The FIFA World Cup, known as The World Cup, is a soccer tournament that dominates the headlines every four years.
211 countries attempted to qualify for the event, with just 32 reaching Qatar this winter. One of those is the USMNT, back at the competition after failing to qualify in 2018. Canada, Costa Rica and Mexico make up the other CONCACAF qualifiers at the first World Cup not to be held in the summer.
Qatar will be the 23rd World Cup competition, and despite Bloomberg calling it a controversial choice for the event, it will be no less divisive than those before it. In 1978, Argentina hosted the event against a backdrop of political unrest, while Brazil’s vast expenditure in 2014 was widely questioned, and many stadiums have now been virtually abandoned. Even this year, 2018 hosts Russia will not participate after being expelled despite the New York Times reporting they’d qualified for the playoffs.
Whilst Qatar will be controversial, it will still see the world’s best teams competing on a single stage. The outright favorites in the current Ladbrokes odds are Brazil, a team used to humid conditions and packed with superstars. France, England and Spain head up the European frontrunners, whilst Senegal are Africa’s great hope for progression beyond the quarterfinals. That’s never happened before, although Ghana came within a whisker of it in 2010, cruelly robbed by a handball. That’s something they’ll hope to repeat after sealing their place at Qatar.
How will Qatar 2022 stand up against some of the finest tournaments in history? It would have to go some way to beat these three, presented in no particular order.
The 1986 World Cup is remembered for one player, but we’ll look at the other highlights before we come to him. Spain and Denmark, both perennial underachievers, both started well. The Danes beat fancied West Germany 2-0 in the group stages and hammered Uruguay 6-1. Spain came second in a group containing World Cup heavyweights Brazil, then thrashed the Danes 5-1 in the round of 16. Only penalties stopped them from progressing against Belgium, who Argentina eliminated in the semifinals. The South American side were led by Diego Maradona, scorer of arguably the greatest World Cup goal in their 2-1 quarterfinal win against England, and the most controversial. 1986 is remembered for his Hand of God moment, but he bagged a brace in the semifinals and was unplayable as Argentina won the final; they led 2-0 after 55 minutes, were pegged back to 2-2 with ten minutes to go and still found a third to seal the tie in arguably the best final of all time.

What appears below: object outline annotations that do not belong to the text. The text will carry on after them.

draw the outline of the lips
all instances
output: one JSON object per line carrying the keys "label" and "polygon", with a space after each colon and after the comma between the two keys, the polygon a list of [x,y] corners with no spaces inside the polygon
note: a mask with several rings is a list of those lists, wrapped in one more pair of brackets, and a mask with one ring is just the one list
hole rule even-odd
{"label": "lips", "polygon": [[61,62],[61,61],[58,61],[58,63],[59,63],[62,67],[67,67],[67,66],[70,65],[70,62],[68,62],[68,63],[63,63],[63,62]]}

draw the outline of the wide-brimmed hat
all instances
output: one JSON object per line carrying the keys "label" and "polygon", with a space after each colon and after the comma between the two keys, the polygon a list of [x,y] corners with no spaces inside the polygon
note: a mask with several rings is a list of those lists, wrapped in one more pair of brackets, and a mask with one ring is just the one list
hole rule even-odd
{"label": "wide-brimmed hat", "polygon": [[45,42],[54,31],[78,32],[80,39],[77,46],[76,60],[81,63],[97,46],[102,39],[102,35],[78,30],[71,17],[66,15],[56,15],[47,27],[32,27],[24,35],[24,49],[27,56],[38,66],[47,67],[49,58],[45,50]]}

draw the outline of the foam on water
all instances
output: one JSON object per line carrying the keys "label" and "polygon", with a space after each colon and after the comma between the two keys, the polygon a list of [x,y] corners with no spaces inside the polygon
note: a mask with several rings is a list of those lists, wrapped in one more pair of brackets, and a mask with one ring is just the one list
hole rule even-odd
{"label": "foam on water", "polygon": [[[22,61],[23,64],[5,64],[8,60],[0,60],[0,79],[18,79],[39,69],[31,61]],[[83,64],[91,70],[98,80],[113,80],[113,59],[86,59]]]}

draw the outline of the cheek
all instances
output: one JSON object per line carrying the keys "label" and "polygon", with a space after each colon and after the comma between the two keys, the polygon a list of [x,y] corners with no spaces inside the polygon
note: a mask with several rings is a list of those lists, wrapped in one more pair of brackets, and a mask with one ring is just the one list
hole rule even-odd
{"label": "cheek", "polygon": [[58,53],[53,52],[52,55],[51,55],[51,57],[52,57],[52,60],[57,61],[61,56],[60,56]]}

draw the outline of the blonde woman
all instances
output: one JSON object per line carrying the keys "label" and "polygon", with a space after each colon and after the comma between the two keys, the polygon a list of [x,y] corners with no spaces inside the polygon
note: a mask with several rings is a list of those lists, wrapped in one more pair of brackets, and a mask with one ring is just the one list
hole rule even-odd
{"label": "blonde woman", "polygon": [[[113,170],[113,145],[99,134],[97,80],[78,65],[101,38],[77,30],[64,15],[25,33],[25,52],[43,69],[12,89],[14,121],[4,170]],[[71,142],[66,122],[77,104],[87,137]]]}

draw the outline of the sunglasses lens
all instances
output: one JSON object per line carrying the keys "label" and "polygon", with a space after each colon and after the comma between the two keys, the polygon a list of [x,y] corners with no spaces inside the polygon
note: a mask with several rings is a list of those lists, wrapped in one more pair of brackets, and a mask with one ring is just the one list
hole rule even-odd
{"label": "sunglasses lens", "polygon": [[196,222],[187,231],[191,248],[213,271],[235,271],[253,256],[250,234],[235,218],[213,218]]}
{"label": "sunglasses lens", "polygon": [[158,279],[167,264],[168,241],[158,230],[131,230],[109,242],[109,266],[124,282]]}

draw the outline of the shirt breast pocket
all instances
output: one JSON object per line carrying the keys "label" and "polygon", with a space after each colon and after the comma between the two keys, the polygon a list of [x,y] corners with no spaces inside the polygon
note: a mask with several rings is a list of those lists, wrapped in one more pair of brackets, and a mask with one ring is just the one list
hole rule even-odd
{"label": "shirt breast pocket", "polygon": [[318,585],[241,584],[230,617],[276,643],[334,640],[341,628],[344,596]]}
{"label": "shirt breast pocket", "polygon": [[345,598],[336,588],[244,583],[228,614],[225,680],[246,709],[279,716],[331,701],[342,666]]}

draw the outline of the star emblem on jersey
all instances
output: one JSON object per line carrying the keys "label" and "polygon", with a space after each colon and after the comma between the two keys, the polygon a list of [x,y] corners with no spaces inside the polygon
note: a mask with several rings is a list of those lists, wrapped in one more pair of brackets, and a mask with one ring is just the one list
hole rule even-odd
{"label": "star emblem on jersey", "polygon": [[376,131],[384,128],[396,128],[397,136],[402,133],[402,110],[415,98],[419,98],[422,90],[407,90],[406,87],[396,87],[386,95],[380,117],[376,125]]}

After their win in 1986, Argentina were the favorites again, so when Cameroon defeated them in the opening game, you knew we had a tournament on our hands. The competition had the poorest goals to game return of any World Cup before it, but it was still thrilling in the extreme. Costa Rica, first-time qualifiers, surprised Scotland by winning 1-0 and beating Sweden 2-1, advancing to the knockout stages. Cameroon were on course for a semifinal, leading England 2-1 in their game but losing 3-2. It was also the final time we saw the original Yugoslavia in World Cup action, with Robert Prosinecki named the best young player. The less said about the final, a turgid affair with two red cards and a late penalty, the better.
France 98 was the final competition of the 20th Century, and it was a beauty. The Netherlands didn’t win it, but they were one of the standout teams, beating FR Yugoslavia and a strong Argentina side (with a Dennis Bergkamp wonder goal) before succumbing to Brazil. Argentina had dispatched England in the last 16 in a thrilling 2-2 draw that was decided on penalties, whilst Norway beat Brazil in the group stages and almost caused an upset against Italy. The final is perhaps best known for Ronaldo playing whilst unfit and France ushering in a new age of European domination with a 3-0 win against Brazil.